Geschichte der Pfadfinder/-innenbewegung

1907    Robert Baden-Powell (B.P.) begeistert mit seinen Gedanken des Pfadfindens die Jugend; er organisiert das erste Lager auf der Insel Brownsea (England) für Jungen, die „Scouts“ sein wollen.

1908    „BiPi“ veröffentlicht sein Buch „Scouting for Boys“ als Anstoß Friedens-Pfadfinder zu werden und löst damit in England, später in der ganzen Welt, eine Welle der Begeisterung aus.

1909    Beim ersten großen Treffen der Boy Scouts in London taucht überraschend eine Mädchengruppe auf.

1916    Lady Olave, Baden-Powell’s Frau, übernimmt die Organisation der „Girl Guides“.

1928    Gründung des Weltbundes der Pfadfinderinnen: „World Association of Girl Guides and Girl Scouts“ (WAGGGS)

1931    Schülerinnen in Saarbrücken hören im Englisch-Unterricht von der PfadfinderInnenbewegung und bilden die ersten Pfadfinderinnengruppen. Sie nennen sich „Bund katholischer Pfadfinderinnen“.

1932    Im Raum Aachen geben sich die „Hildegardispfadfinderinnen“ eine Bundesordnung.

1935    Im Zuge der Gleichschaltungspolitik verbietet das NS-Regime konfessionelle Jugendverbände. Die Hildegardispfadfinderinnen und nach der Angliederung des Saarlandes auch der Bund der Katholischen Pfadfinderinnen müssen sich auflösen, doch viele arbeiten im Verborgenen weiter.


Geschichte der PSG

1946    Erste Pfadfinderinnengruppen entstehen oder sammeln sich wieder in Aachen, Trier, Köln und München.

1947    In München gründen Vertreterinnen aus München, Weißenburg, Augsburg und Köln die Pfadfinderinnenschaft St. Georg für die amerikanische Besatzungszone. Die PSG wird Mitglied im Bund der Deutschen Katholischen Jugend (BDKJ).
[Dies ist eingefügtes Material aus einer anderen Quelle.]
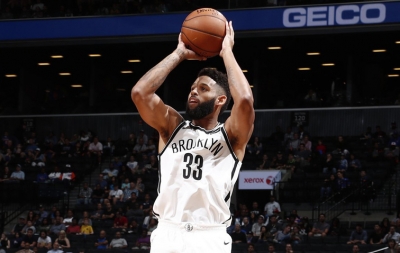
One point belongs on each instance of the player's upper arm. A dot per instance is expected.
(155, 113)
(240, 123)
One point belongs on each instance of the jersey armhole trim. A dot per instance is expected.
(229, 143)
(173, 136)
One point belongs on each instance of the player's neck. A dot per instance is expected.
(206, 123)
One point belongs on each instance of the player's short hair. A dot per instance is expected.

1949    bestehen bereits 87 Stämme quer durch die ganze Bundesrepublik.

1954    Der Ring Deutscher Pfadfinderinnenverbände wird Vollmitglied im Weltbund der Pfadfinderinnen (WAGGGS).

1977    Das PSG-Bundesamt zieht von München nach Leverkusen um.
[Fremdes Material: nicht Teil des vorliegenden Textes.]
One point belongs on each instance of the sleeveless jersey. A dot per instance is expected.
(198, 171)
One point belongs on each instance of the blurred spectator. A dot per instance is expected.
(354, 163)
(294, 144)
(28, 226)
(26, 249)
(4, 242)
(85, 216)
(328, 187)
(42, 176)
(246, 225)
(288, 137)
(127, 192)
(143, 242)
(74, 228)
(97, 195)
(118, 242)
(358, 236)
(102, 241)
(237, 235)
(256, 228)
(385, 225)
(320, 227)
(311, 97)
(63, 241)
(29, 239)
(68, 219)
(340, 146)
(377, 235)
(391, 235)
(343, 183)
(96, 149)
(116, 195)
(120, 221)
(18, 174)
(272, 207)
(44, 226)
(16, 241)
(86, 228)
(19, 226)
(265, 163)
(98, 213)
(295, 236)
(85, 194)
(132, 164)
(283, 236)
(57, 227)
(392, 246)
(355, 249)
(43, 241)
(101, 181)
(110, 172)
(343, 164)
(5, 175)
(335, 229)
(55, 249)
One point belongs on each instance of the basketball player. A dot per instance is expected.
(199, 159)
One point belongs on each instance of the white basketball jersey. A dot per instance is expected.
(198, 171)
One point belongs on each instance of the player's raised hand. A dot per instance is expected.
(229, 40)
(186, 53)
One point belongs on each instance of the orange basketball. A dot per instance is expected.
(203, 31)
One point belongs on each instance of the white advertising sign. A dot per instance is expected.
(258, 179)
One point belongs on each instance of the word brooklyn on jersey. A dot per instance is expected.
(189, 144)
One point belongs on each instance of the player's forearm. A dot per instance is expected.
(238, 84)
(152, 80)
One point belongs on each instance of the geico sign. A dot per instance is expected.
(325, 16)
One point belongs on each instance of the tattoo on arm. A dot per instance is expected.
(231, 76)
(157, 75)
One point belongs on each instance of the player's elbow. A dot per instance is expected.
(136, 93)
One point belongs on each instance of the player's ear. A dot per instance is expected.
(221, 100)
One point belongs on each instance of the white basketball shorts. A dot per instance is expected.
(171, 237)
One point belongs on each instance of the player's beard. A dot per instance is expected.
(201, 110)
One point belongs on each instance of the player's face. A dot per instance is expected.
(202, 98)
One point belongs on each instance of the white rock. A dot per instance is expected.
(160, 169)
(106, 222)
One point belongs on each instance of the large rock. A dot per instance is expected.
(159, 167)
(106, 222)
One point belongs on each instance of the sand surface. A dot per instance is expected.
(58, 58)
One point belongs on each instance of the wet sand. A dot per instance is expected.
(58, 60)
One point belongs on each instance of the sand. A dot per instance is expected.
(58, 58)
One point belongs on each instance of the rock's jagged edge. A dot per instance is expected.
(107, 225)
1982    Gemeinsamer Studienteil der Bundesversammlungen der (männlichen) Deutschen Pfadfinderschaft St. Georg und der (weiblichen) PSG zu Fragen der Koedukation. Die PSG beschließt, ein Verband nur für Mädchen und Frauen zu bleiben.

1997    „50 Jahre PSG“ feiern 2000 Pfadfinderinnen Pfingsten ´97 in Wernau

2001    Das neue Altersstufenprogramm für Wichtel „Zirkus“ wird eingeführt

2002    „wow – Wichtels all arOund the World“ – Bundeswichtelwochenende in Nürnberg und Essen

2003    „Caramba“ - Zeltlager in Großzerling für Caravelles und Ranger

2004    Bundesweites PSG-Leiterinnenspektakel auf der Burg Rothenfels unter dem Motto „motra – modern und traditionell“

2004    Das neue PSG-Logo wird beschlossen

2005    Erste bundesweite, dezentrale PSG-Werbewoche: Zum Thinking-Day werden zahlreiche Aktionen zum „WAGGG-Walk for the World“ durchgeführt.
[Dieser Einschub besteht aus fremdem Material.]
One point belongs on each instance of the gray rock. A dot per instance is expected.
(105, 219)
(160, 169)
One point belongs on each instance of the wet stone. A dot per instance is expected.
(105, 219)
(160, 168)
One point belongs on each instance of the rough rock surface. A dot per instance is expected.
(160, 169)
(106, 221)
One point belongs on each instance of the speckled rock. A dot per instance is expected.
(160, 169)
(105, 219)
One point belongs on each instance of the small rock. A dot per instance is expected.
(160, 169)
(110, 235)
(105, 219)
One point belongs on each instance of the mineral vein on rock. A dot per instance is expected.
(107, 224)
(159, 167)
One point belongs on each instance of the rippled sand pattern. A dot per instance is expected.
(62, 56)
2005    Die Bundesversammlung beschließt das Positionspapier „Geistliche Leitung in der PSG“

2005    Das neue Design-Konzept wird eingeführt.

2005    Die Mitglieds-Zeitschriften „Spunx“ (für Wichtel und Pfadis) und „Olave“ (für Caravelle, Ranger und Leiterinnen) erscheinen erstmalig.

2005    „scoutmission – Glauben in der Tat“: Die PSG veranstaltet gemeinsam mit der DPSG und missio ein Zeltlager für 5000 Personen in Düsseldorf und Begegnungszentrum in Köln anlässlich des Weltjugendtages in Deutschland

2006    Die Bundesversammlung beschließt die „Leitlinien der PSG zur Prävention sexueller Gewalt“ die anhand des pfadfinderischen Menschenbildes unser Selbstverständnis und unsere Verantwortung in Bezug auf die Prävention sexueller Gewalt deutlich macht

2006    Bundes-Pfadiwochenende zum Thema „Sternenhimmel“

2007    Bundes-Wichtelwochenende auf der Burg Rothenfels

2007    "100% PSG" - die PSG feiert ihr 60jähriges in Ahrhütte und beschließt ein neues Schwerpunktthema "un-gerecht. Pfadfinderinnen für Gerechtigkeit"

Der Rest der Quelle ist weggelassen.